Logs, Diaries and ‘Zines

Has Google jumped the shark? Every good IT company sooner or later does a odd thing which may herald a downturn of its fortunes. Didn’t Xerox give away windows in the late 60’s because it would never work. Didn’t IMB give away the PC as, surely, no one could reverse engineer their stuff. Apple – well, Apple will overcome one day…

Google may have entered that lofty pantheon as it has started “Googlewashing” by which they are ridding searches of their bloggy results. Why they would care to is a bit understandable – it seems people want “real” answers not opinions on the topic they are looking for…so they go…to the internet. That hotbed of fact. Go figure. Beyond the problem of identification of the media it works within, how will Google know what to wash out of the search? What is a blog?

Some blogs are like the pre-webs topical ‘zines. After friends got married in 1995 or so, I realized I wanted a way to keep in touch collectively after everyone was married off. I started a photocopied ‘zine called “People Who Know Al” – one and a half issues made it to print before I took the on ramp to the information super highway and got email and a browser to call my own. Fellow travellers AOV and CEO Blues are pretty much interactive ‘zines on their relative topics of web related innovation and business theory. Others, like Ian William’s are pretty much a personal exploration through a diary. Still others, such as Tomalak’s Realm, continue the original links concept.
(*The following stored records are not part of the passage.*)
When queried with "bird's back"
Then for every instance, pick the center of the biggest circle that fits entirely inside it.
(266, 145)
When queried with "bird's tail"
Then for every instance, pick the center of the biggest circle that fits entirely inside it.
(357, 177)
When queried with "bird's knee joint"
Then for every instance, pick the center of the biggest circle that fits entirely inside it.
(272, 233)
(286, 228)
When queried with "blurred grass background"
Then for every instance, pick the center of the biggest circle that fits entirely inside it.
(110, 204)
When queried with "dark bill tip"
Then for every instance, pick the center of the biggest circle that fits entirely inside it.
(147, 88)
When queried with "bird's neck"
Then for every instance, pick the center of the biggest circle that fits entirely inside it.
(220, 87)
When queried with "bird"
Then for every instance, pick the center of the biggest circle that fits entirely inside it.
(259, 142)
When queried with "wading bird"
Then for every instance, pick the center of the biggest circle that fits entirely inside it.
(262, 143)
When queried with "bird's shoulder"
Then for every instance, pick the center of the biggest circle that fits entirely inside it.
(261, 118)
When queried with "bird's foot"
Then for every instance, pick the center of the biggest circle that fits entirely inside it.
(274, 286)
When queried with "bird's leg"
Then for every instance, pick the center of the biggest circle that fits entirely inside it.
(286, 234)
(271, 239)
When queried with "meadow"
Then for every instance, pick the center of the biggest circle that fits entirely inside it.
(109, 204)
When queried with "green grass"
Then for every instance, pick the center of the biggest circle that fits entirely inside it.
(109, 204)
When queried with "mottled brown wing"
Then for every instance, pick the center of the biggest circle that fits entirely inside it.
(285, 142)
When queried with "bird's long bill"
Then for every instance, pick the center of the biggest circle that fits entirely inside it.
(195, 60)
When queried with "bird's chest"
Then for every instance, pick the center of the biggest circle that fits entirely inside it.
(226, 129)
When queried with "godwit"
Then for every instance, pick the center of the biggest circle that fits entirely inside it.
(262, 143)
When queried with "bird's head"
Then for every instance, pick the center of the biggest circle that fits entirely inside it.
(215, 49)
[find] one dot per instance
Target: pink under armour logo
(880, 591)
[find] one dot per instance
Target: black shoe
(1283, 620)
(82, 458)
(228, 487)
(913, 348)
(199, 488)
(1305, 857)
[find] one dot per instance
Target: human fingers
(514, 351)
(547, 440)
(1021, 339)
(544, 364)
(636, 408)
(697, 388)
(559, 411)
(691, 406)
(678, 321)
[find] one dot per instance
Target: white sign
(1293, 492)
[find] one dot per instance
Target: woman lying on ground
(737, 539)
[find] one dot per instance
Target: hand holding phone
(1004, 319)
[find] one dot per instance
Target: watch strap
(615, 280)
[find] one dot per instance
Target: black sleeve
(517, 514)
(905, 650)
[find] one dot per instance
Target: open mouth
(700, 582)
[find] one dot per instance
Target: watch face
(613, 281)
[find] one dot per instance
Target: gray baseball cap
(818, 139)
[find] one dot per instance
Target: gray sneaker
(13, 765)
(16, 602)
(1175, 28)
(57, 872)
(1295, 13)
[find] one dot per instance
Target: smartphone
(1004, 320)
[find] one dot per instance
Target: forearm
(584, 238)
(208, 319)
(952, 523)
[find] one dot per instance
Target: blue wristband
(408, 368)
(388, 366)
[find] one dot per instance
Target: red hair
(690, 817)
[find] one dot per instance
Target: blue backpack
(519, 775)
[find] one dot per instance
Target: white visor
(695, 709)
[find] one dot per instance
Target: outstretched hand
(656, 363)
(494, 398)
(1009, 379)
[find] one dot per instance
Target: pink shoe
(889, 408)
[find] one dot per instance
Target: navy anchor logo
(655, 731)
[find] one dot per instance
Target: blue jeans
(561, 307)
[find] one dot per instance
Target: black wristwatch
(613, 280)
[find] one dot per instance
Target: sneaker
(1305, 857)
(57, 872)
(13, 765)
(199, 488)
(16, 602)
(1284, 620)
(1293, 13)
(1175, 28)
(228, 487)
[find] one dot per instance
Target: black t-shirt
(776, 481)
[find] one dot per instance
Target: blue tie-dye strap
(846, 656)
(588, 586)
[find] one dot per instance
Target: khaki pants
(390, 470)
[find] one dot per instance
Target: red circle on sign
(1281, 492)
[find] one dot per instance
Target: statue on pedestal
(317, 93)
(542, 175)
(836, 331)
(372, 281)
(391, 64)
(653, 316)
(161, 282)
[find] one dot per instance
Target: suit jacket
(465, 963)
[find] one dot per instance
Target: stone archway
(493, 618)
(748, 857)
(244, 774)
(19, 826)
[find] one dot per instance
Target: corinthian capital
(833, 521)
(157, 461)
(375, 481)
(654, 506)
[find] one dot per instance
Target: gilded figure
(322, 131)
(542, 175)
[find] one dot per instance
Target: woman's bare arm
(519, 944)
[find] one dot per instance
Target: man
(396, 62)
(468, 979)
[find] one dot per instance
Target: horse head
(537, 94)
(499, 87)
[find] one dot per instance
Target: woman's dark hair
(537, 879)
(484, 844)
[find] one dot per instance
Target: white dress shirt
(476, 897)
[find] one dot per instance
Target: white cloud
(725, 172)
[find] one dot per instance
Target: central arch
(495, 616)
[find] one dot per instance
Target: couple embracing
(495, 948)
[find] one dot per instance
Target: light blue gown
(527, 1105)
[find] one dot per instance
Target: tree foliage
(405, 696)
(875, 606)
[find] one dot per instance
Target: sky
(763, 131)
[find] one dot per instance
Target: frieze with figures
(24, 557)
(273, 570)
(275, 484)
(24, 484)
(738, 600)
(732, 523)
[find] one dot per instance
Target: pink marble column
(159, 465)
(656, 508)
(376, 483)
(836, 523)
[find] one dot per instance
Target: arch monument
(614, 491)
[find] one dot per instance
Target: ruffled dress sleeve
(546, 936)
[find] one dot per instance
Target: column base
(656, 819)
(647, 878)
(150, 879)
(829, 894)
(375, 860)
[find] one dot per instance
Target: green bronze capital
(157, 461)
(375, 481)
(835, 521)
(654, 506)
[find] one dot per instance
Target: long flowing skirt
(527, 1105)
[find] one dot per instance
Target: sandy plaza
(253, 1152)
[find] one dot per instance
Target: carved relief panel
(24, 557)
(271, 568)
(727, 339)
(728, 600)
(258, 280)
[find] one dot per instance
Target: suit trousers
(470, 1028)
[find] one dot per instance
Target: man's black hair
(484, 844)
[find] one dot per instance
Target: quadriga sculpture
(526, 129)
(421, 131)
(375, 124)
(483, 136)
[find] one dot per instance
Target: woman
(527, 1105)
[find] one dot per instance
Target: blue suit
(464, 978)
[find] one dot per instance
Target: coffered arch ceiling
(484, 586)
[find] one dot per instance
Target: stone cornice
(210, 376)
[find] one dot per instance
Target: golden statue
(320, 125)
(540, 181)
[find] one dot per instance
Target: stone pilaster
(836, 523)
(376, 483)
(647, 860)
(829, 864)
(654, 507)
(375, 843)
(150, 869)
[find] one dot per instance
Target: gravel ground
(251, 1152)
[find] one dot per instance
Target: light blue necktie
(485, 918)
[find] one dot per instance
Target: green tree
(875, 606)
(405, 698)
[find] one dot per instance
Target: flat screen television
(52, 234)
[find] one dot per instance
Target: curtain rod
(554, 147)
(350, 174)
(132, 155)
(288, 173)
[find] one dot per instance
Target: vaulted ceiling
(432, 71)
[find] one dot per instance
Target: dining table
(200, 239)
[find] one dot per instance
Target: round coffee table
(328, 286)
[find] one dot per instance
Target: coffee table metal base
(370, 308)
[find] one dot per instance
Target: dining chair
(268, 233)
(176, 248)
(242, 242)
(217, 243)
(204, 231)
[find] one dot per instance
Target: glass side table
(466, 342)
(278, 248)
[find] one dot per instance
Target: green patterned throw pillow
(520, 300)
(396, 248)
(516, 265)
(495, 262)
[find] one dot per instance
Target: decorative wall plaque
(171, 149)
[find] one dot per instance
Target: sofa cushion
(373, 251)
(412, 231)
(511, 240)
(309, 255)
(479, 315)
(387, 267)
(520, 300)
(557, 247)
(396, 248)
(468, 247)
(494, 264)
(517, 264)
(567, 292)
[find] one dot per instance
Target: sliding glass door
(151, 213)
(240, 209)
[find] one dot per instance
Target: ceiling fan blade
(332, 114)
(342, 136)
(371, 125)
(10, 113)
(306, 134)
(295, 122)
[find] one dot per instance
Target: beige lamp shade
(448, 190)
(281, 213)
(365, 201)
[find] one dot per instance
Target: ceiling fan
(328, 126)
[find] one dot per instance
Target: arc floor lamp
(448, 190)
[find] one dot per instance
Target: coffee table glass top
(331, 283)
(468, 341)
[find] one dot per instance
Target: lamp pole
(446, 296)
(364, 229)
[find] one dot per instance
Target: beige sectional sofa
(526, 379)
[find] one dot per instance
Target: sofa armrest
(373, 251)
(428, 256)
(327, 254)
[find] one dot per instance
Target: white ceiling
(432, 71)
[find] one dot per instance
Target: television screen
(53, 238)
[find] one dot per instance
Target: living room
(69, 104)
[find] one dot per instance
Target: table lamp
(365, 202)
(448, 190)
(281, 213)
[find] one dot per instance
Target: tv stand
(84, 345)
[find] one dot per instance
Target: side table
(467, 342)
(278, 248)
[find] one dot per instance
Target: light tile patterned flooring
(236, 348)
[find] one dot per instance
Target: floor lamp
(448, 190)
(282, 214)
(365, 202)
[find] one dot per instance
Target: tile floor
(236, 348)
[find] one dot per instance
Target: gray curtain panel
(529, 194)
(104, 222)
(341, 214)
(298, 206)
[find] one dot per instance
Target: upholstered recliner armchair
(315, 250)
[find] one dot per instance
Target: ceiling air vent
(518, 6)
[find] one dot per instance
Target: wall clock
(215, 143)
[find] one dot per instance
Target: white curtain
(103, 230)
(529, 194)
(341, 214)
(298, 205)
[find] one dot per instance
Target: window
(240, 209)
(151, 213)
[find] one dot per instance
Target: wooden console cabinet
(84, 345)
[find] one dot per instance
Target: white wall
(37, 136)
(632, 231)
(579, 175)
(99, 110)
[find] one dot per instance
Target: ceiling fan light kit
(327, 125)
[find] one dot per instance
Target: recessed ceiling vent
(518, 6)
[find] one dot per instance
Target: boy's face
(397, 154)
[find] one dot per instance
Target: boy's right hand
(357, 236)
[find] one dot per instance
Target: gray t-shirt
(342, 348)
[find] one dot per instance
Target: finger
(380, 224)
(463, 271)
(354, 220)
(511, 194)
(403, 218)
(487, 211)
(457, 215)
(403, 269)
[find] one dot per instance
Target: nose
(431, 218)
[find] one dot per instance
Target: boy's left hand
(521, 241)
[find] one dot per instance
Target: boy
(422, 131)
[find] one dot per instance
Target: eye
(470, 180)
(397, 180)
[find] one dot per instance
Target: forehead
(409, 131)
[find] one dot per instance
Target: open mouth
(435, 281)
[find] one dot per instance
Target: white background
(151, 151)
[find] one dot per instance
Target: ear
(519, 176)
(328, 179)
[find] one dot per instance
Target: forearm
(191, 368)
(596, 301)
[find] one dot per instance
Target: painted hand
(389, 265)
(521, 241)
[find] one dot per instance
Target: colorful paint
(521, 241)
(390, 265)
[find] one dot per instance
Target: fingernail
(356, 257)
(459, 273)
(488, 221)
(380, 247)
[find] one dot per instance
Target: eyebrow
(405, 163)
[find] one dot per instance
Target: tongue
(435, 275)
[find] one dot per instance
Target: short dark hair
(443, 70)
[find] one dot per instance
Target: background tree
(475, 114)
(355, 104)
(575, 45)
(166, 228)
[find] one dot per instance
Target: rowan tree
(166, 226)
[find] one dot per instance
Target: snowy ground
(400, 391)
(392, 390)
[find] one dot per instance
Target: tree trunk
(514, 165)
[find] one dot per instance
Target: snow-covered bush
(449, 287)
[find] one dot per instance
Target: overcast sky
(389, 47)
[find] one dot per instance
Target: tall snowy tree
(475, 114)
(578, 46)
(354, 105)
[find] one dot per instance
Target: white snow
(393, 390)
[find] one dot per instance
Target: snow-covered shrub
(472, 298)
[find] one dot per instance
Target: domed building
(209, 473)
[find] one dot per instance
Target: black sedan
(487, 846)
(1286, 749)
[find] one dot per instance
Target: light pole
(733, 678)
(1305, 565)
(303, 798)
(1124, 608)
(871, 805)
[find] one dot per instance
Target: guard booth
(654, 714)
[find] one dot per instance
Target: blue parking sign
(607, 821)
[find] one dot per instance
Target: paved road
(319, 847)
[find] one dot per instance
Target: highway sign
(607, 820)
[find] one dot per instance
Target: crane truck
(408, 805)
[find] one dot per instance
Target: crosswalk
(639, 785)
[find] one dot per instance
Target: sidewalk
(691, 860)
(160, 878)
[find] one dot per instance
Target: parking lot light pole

What I don’t get about Googlewashing is this – if I wanted to know what it was like to try and put a movie together, Ian William’s site would be a great resource. If I wanted to know what was new in web related things, AOV is a great resource. Apart from the hubris of believing that it should direct the web substantively based on its definition of what is a blog, what does Google think it is doing making it difficult to find one of the best things the internet does well – provide opinion.